Shinya Urakawa, MD
New York, New York
Shinya Urakawa, MD, Yohei Kono, MD, Kota Momose, MD, Talal Alzghari, MD, Jeffrey Milsom, MD
Weill Cornell Medical College, New York, NY
Introduction: Small bowel obstruction (SBO) is a common disease in the gastrointestinal surgery field. Although causes of SBO are highly variable, surgical management is usually selected for adhesive obstruction if nasogastric tube decompression has failed. There have been no reports of endoscopic cure for SBO, despite several reports of endoscopic management of colonic voluvulus or malignant colonic obstruction. Here we report three cases in which endoscopic reduction was safely performed for SBO.

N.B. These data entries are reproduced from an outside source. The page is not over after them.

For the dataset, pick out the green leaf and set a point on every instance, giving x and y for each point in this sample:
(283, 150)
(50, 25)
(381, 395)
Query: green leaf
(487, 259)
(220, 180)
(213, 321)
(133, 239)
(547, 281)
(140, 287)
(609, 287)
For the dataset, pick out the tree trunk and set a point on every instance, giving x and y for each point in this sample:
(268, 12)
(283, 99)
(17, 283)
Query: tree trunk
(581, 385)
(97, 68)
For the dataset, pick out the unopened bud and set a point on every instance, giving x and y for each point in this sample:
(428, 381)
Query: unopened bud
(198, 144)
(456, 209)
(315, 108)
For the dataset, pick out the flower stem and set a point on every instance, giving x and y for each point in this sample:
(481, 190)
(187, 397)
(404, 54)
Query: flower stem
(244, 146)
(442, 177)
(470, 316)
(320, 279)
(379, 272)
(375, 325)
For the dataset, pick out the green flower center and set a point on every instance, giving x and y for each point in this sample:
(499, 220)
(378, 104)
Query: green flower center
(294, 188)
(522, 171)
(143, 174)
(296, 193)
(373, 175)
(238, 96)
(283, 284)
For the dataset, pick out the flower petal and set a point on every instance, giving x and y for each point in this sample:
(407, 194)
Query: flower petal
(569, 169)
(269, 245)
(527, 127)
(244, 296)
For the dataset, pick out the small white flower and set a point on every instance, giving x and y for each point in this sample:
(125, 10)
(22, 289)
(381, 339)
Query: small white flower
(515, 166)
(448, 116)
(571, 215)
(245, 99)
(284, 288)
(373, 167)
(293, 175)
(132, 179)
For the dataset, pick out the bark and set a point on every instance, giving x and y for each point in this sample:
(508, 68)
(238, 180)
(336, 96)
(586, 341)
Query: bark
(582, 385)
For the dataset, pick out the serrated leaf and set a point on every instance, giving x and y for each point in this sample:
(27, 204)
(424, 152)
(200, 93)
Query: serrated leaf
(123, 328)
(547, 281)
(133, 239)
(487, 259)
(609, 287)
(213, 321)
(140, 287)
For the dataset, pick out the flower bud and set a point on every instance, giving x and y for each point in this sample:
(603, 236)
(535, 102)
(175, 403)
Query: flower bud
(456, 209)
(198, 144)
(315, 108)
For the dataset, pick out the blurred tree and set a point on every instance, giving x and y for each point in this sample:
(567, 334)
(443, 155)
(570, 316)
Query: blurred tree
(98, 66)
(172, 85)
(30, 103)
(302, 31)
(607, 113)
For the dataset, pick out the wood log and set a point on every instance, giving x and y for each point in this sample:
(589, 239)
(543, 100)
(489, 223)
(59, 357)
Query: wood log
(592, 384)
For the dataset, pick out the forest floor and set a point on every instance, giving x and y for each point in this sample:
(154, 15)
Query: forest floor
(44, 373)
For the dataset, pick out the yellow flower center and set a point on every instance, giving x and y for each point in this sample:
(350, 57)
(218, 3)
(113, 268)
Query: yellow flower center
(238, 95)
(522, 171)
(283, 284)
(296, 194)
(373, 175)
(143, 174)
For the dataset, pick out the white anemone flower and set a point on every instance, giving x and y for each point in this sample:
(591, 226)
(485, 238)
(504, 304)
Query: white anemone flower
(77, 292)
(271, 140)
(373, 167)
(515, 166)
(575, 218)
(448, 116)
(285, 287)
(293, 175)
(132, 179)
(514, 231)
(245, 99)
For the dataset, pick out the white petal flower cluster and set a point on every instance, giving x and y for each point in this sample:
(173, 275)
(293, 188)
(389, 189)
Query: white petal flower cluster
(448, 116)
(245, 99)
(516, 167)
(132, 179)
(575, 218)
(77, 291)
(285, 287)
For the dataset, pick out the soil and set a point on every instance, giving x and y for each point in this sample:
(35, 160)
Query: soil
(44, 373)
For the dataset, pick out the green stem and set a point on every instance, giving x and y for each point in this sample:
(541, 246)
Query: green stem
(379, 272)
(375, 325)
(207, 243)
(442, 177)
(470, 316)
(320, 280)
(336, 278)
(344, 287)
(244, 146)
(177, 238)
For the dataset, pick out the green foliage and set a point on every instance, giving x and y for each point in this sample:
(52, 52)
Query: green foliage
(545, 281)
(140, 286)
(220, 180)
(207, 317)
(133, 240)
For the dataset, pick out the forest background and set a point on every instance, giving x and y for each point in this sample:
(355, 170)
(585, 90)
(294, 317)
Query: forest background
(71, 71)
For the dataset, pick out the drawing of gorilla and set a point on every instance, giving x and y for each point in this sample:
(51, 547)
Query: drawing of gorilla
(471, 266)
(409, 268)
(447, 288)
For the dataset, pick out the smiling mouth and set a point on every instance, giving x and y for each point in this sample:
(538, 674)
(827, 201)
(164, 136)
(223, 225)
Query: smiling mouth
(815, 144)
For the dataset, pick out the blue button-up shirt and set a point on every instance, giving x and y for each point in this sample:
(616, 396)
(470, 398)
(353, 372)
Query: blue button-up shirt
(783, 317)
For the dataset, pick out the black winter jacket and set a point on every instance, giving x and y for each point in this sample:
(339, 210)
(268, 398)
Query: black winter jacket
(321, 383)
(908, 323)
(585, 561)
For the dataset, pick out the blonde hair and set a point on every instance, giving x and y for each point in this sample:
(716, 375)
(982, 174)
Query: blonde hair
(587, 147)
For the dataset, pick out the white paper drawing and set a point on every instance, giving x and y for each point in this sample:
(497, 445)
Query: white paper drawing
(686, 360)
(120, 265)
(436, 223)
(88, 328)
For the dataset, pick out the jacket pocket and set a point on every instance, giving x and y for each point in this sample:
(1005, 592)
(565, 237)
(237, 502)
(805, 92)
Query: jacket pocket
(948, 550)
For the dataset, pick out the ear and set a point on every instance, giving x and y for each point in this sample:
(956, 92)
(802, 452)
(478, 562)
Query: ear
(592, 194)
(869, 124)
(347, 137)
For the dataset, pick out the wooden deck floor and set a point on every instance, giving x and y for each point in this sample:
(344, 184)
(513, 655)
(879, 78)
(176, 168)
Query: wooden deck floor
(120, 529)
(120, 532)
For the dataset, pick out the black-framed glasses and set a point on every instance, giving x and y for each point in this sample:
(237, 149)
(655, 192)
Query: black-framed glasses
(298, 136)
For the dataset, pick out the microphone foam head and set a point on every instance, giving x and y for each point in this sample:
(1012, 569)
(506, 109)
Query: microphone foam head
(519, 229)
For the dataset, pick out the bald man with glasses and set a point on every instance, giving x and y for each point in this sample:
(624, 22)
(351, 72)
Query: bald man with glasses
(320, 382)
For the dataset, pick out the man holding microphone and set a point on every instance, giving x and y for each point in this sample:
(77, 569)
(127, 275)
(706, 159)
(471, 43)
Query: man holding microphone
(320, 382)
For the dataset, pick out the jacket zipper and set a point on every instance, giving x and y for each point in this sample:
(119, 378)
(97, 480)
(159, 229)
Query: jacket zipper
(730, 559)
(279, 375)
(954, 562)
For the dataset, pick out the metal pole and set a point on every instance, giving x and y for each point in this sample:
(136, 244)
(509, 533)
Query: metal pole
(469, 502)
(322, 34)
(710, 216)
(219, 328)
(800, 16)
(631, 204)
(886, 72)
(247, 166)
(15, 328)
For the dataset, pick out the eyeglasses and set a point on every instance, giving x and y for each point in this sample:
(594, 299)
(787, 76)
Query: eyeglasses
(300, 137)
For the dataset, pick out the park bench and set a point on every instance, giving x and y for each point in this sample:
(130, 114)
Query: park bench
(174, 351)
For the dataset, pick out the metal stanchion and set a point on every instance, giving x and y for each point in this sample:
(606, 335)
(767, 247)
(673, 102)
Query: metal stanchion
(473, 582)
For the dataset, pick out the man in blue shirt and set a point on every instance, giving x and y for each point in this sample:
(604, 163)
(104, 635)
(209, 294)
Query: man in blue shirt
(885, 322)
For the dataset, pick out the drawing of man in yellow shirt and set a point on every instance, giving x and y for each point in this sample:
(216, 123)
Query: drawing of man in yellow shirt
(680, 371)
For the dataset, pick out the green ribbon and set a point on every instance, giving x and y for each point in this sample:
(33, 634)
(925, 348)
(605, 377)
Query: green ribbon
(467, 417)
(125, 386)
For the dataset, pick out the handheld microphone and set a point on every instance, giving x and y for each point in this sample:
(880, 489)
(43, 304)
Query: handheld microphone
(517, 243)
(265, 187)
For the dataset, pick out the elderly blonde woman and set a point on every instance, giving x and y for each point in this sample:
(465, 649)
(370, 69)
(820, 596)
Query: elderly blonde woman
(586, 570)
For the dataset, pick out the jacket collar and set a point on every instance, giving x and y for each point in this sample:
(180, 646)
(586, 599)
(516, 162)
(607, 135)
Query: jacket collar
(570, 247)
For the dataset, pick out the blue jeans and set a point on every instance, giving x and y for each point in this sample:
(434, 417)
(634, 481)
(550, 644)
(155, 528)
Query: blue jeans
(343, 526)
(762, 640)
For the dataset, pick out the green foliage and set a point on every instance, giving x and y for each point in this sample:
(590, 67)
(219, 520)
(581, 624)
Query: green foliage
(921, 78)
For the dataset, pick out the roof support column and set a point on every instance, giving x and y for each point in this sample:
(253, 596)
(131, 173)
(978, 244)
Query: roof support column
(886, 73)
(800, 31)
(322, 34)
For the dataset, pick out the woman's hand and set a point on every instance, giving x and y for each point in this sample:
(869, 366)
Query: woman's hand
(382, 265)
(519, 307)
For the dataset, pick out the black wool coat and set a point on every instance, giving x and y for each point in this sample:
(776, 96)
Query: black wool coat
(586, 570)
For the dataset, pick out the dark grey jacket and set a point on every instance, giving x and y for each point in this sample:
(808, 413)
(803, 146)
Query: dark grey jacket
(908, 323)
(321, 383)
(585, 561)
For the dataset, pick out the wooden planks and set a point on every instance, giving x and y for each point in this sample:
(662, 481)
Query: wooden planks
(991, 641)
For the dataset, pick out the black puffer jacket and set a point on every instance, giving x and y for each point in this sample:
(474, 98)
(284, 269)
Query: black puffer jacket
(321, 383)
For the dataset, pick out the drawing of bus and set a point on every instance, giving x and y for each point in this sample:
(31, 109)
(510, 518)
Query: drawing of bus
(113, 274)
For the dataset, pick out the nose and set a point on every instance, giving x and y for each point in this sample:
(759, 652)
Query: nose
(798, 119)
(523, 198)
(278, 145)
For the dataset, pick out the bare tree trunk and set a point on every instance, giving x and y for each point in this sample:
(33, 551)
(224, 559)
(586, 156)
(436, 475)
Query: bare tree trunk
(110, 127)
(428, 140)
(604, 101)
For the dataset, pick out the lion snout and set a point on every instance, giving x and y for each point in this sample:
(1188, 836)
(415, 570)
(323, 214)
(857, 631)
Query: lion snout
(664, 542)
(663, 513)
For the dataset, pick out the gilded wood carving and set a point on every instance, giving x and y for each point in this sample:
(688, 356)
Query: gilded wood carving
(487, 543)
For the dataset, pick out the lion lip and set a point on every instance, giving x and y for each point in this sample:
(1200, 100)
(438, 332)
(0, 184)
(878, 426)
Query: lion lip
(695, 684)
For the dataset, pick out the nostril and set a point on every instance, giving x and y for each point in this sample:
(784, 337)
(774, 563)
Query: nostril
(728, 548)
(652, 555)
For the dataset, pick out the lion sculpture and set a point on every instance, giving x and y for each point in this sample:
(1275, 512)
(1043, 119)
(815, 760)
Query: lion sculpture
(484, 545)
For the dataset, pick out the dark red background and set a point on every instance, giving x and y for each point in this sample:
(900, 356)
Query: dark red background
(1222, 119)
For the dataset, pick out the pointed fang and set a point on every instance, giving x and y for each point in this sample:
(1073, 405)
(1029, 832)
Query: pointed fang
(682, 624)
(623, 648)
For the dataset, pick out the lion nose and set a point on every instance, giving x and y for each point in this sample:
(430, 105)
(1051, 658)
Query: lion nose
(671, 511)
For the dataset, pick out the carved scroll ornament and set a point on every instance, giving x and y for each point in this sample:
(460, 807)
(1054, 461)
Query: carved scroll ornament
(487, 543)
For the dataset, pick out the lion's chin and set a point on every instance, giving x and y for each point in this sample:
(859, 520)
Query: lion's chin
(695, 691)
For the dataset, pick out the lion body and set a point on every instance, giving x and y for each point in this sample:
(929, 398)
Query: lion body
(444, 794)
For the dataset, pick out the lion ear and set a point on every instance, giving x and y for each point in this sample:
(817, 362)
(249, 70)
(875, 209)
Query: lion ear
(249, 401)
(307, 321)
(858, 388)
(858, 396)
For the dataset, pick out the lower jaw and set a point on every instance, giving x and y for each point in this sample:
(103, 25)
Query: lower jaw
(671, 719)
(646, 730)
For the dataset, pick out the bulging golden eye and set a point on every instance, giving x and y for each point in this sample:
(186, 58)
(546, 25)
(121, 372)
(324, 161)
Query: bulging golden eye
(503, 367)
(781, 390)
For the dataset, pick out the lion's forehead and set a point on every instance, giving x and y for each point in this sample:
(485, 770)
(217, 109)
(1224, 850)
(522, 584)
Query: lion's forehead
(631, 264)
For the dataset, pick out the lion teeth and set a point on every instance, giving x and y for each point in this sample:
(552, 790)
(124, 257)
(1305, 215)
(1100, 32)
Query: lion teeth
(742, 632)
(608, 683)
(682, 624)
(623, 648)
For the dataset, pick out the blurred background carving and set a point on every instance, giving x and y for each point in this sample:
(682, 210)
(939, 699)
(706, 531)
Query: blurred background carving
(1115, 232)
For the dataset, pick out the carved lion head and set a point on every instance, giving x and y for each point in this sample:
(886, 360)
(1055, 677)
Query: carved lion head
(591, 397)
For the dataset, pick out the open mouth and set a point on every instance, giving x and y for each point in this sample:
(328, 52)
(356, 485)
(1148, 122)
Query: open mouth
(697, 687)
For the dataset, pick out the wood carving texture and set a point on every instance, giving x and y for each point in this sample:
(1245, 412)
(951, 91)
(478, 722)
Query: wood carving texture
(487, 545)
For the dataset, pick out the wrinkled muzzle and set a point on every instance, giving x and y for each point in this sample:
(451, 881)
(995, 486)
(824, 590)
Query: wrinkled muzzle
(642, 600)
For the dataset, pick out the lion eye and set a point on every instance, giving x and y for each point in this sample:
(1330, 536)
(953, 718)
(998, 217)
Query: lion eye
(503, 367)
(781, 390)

Case Description/Methods: Case1: An 86-year-old woman developed obstruction one month after right hemicolectomy for colorectal cancer. Preprocedural CT scan imaging detected a lumen caliber change near the ileocolonic anastomosis, and no recovery sign was acquired even after decompression treatment by nasogastric tube for 3 days. Colonoscopy with fluoroscopy showed ileum kinking at 10 cm proximal from the anastomosis. Case2: A 68-year-old woman developed obstruction during hospitalization for myelodysplastic syndrome. She had past surgcal history of 7 caesarean sections. Preprocedural CT scan imaging showed terminal ileum with transition point at 20 cm from ileocecal valve. Colonoscopy was performed after one week of conservative management. Colonoscopy with fluoroscopy revealed strong angulation and stricture accompanied by ulcerations at the terminal ileum. Case3: A 79-year-old woman developed obstruction one year after cystectomy with Indiana pouch reconstruction for bladder cancer. There was no improvement sign after 5 days of nasogastric tube and supportive treatment. Colonoscopy with fluoroscopy revealed ileum kinking 20 cm proximal to the ileocolic anastomosis, consistent with preprocedural imaging.
In all 3 cases, the scope passed through the obstruction site following insertion of a guide wire and stiff catheter through above the obstruction area. All obstructions were successfully released. The passage of the contrast intraoperatively through the site was clearly observed. In Case 3 was added balloon dilation after the endoscope withdrawal. All patients were discharged without additional surgery or postprocedural complications, with 1.5-4months follow up.
Discussion: We report three cases in which endoscopic treatment safely treated for SBO likely due to adhesions. Endoscopic management could release the obstruction earlier than predictable course in these three cases. These cases show the potential for endoscopic treatment to replace surgical treatment in a certain type of SBO.
Citation: Shinya Urakawa, MD, Yohei Kono, MD, Kota Momose, MD, Talal Alzghari, MD, Jeffrey Milsom, MD. P0600 - ENDOSCOPIC MANAGEMENT CASES FOR SMALL BOWEL OBSTRUCTION. Program No. P0600. ACG 2019 Annual Scientific Meeting Abstracts. San Antonio, Texas: American College of Gastroenterology.